The following list may be incomplete.

- 1668–1674 James Gregory
- 1674–1688 William Sanders
- 1689–1690 James Fenton
- 1690–1707 vacant
- 1707–1739 Charles Gregory
- 1739–1765 David Gregory
- 1765–1807 Nicolas Vilant
- 1807–1809 vacant
- 1809–1820 Robert Haldane
- 1820–1858 Thomas Duncan
- 1857–1858 John Couch Adams
- 1859–1877 William L F Fischer
- 1877–1879 George Chrystal
- 1879–1921 Peter Redford Scott Lang
- 1921–1950 Herbert Westren Turnbull
- 1950–1969 Edward Thomas Copson
- 1970–1997 John Mackintosh Howie
- 1997–2015 vacant
- 2015–2017 Igor Rivin
- 2017–present Kenneth Falconer

==University of Warwick (2013)==

The creation of the post of the Regius Professor of Mathematics was announced in January 2013, in March 2014 Martin Hairer was appointed to the position.

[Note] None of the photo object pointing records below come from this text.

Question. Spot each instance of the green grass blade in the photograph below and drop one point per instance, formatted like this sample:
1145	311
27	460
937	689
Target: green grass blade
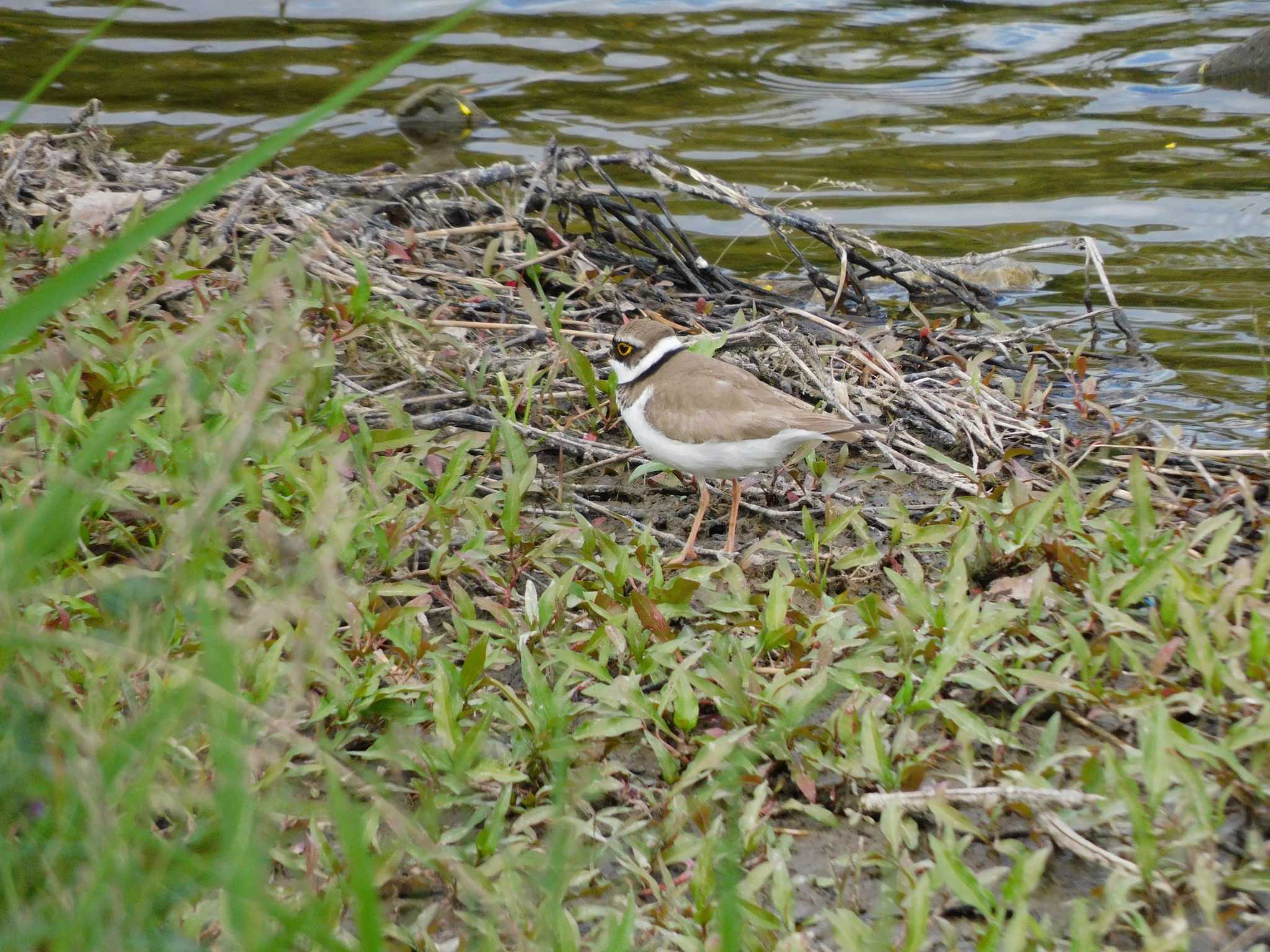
58	68
46	299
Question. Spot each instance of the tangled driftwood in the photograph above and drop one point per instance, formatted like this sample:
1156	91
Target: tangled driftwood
453	252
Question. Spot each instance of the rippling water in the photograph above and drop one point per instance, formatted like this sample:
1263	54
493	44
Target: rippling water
941	127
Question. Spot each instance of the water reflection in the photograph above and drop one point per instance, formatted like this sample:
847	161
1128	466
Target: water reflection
969	126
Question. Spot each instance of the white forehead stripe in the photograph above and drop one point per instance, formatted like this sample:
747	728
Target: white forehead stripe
666	346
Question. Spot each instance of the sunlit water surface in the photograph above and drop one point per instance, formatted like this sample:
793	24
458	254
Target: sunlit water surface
969	126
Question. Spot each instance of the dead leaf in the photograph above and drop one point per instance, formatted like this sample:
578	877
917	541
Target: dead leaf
651	616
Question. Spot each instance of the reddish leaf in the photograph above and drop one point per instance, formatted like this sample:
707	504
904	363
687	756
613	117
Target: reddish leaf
61	622
1165	655
806	786
651	616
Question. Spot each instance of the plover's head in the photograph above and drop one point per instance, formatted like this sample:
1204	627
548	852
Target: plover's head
639	347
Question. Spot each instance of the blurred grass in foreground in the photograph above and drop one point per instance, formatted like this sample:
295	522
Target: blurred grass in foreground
295	682
276	679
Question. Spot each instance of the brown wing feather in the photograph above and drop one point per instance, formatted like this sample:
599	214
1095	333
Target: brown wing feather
717	400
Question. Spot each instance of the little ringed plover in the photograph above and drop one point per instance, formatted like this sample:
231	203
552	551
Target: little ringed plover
708	418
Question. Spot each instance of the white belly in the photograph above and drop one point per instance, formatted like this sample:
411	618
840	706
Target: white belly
716	459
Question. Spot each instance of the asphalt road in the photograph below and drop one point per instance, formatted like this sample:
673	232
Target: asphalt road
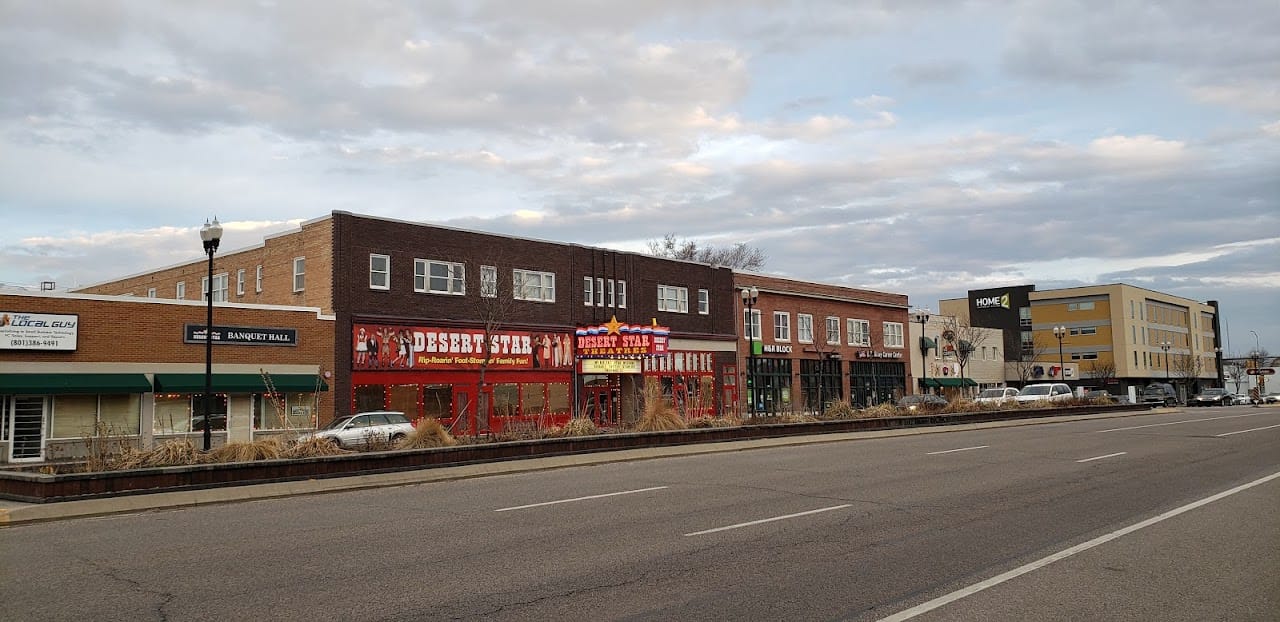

Tim Austin was appointed in July 2023, following Hairer's move to Imperial College, London in 2017.

==University of Oxford (2016)==

The creation of the post of the Regius Professor of Mathematics was announced in June 2016 and Andrew Wiles was appointed as the first holder of the chair in May 2018. In August 2020, it was confirmed that the Regius Professorship in Mathematics at the University of Oxford would be permanently associated with Merton College.

In July 2026, it was announced that the King had approved the appointment of James Maynard as the new Regius Professor of Mathematics, to succeed Wiles on 1 October 2026.